I recently read another article about neonicotinoid insecticide, talking of bees, corn... Bee's and corn have nothing at all to do with each other.. corn doesn't flower. soybeans are not all that attractive to bee's and able to self pollinate. Bee's favor wildflowers, canola, mustard, sunflowers, alfalfa, clover. entomologists even doubt that neonicotinoid has anything to do with bee deaths since they are exposed to so many other toxins as well, the worst of which is in towns. the Varro mite and the documented and proven virus that the mite carries is the reason for the bee deaths. 2014 appears to be a great honey production year, prices are edging lower due to the supply.

Kyle N.
Kyle N.1 years ago

Mark, why don't you get out of the city and go work on a farm. Then you will see the reality! Roundup is the safest, least toxic herbicide to work with on a farm. So the use rate is 24oz per acre, while some EC formulations for Non Gmo crops have a rate use of 5 to 24oz per acre plus having to mix various herbicides, many of which can cause respiratory and skin issues and extended crop replanting restrictions. Who wouldn't choose roundup? The term superweed has more to do with some not using the labeled rate. If you don't know Farming you should not be commenting. GMO took hold because it DOES Yield 25 to 40% higher than it's non gmo counterpart. Soybean example... GMO avg yield of 38 bu. ac as compared to Non GMO using conventional herbicides avg yield of 25 bu. ac. Get your head out of your little indoor office and go work in a real one outdoors. I have never seen a NON GMO soybean go over 34 bu. ac but I have seen a GMO reach 54bu. ac. in my area.

Ros G.
Ros G.1 years ago

So why do they need to develop an Agent Orange chemical, Kyle if all is well on the farm? Have you heard of super-weeds and what caused them? in a farming area myself...don't farm anymore though.......

Dale O.

Oh, oh, it has really come down to this...that I can actually agree with Mark D on something, (leaving out his usual misanthropic hyperbole on overdrive that is,) can I stand the strain? Kyle N said: "It has nothing to do with GMO in any way." I would say that neonicotinoid pesticides have something to do with the demise of so many bees.

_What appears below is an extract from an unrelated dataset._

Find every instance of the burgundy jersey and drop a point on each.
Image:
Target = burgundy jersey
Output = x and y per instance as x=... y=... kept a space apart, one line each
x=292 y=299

"Unfortunately for Monsanto & Co, and as most beekeepers and academics will say, the varroa mite has been around a long time, predating dramatic bee declines in U.S. that started in 2006. While mites no doubt affect bee colonies, they are unlikely the primary driver of population declines. There is a correlation, however, between the introduction of neonicotinoid pesticides (or neonics) on the market and bee die-offs. Independent studies show — and beekeepers corroborate from hands-on experience — that these pesticides weaken bees' immune systems, likely damaging their resistance to common challenges like the varroa mite."

Dale O.

Kyle N said: "GMO has allowed farmers to cut the amount of chemicals that are used. BT corn is more than welcome because it allows a defense against corn borer, rootworm which basically eliminates the need for an insecticide."

I don't agree. There are differing opinions on this, however, I don't trust Monsanto and Ilk.

"Before biotech came on the market, we had one airplane in the county to do all the aerial spraying," said McAllister. "Now they bring in seven or eight. We've got the same acreage of crops. They're just spraying more." He added that he's seen a rise in the number of children with autism, allergies and cancer around his hometown of Mount Pleasant, Iowa. Most of the air and rain samples recently collected in Iowa as part of a study contained glyphosate, the active ingredient in Roundup."